I think it’s God, Priya says.
God? I say.
I think it’s all we know of God, Priya says. A quality of light. A patch of light. Is God watching us?
No one’s watching, I say. Unless Alan’s on the roof.
God’s watching, Priya says. That’s the thing … I like using the word, God, philosopher. I feel like I’m allowed to use the word, God, here.
Me, quoting: Is God unknown? Is he manifest as the sky? This, rather, I believe.
Don’t say you’re an atheist – I’m bored of atheists, Priya says. Atheism is so dull a position, especially if you are an atheist. You should always be interesting about God.
Do you believe in God? I ask.
I think God believes in me, Priya says. I think I’m a dream in the mind of God.

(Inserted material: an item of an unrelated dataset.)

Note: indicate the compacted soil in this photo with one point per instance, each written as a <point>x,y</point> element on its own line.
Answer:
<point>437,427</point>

So God’s dreaming all this, I say. God’s dreaming you and dreaming me.
Maybe – why not? I say.
Why not … why not anything? Priya says. God, I feel afternoon-drunk. Drunk on the afternoon. I feel like I’m falling, just falling. And you, too – you’re falling, too. Because we’re both unanchored. We’ve got no … responsibilities. There’s nothing for us to do, except … this. Whatever this is.
It’s like something’s taking place … through us, Priya says. Despite us, almost. Against us, maybe. Some kind of event – or non-event. Something that’s not happening. That’s subtracting happening from happening. What the fuck am I saying? What is this room doing to me?
I feel so vague, Priya says. Do you feel vague? Are we supposed to feel like this? Like, we can’t think anything. Anything clear, anyway. Anything precise … We’ve been disarmed. We’ve been placed out of service. We’re not needed anywhere. We’re surplus to requirements. We were ordered by mistake, or whatever, and just stockpiled …
I’m falling, philosopher, Priya says. Not falling in love, just falling. When I close my eyes, I get vertigo … Why do I come out here? Why do I feel these things? Does this flat do this to everyone? … It’s like you’ve cast some spell over me. Like you want to keep me here forever.
If I fell asleep now, what would happen? Priya asks. If I feel asleep and woke up and fell asleep and just …
So fall asleep, I say.
I have to get home … Alan will … will …, Priya says. I can’t even finish a sentence. It’s being drunk without being drunk. Fuck, I can’t think a single clear thing … I feel so fucked. God, how will I ever get up? How will I ever do anything again?
I kinda want to get dressed and go, Priya says. I kinda want to drive off home. I kinda want to actually go to the gym instead of pretending at the gym … Anything except this. But then I like this …
And you’re not going to save me – I know that, Priya says. You’re not going to break my fall. You’re not going to do anything.
You don’t need saving, I say.
What do I need? Priya asks. What do I want? What am I doing here? What’s anything? Why anything? I don’t know what I used to know. And what I know now … isn’t good for anything. And I’m not good for anything. And nor are you, but you know that.
We’re falling into the question.
Is this what it is like? Is this what philosophy’s like?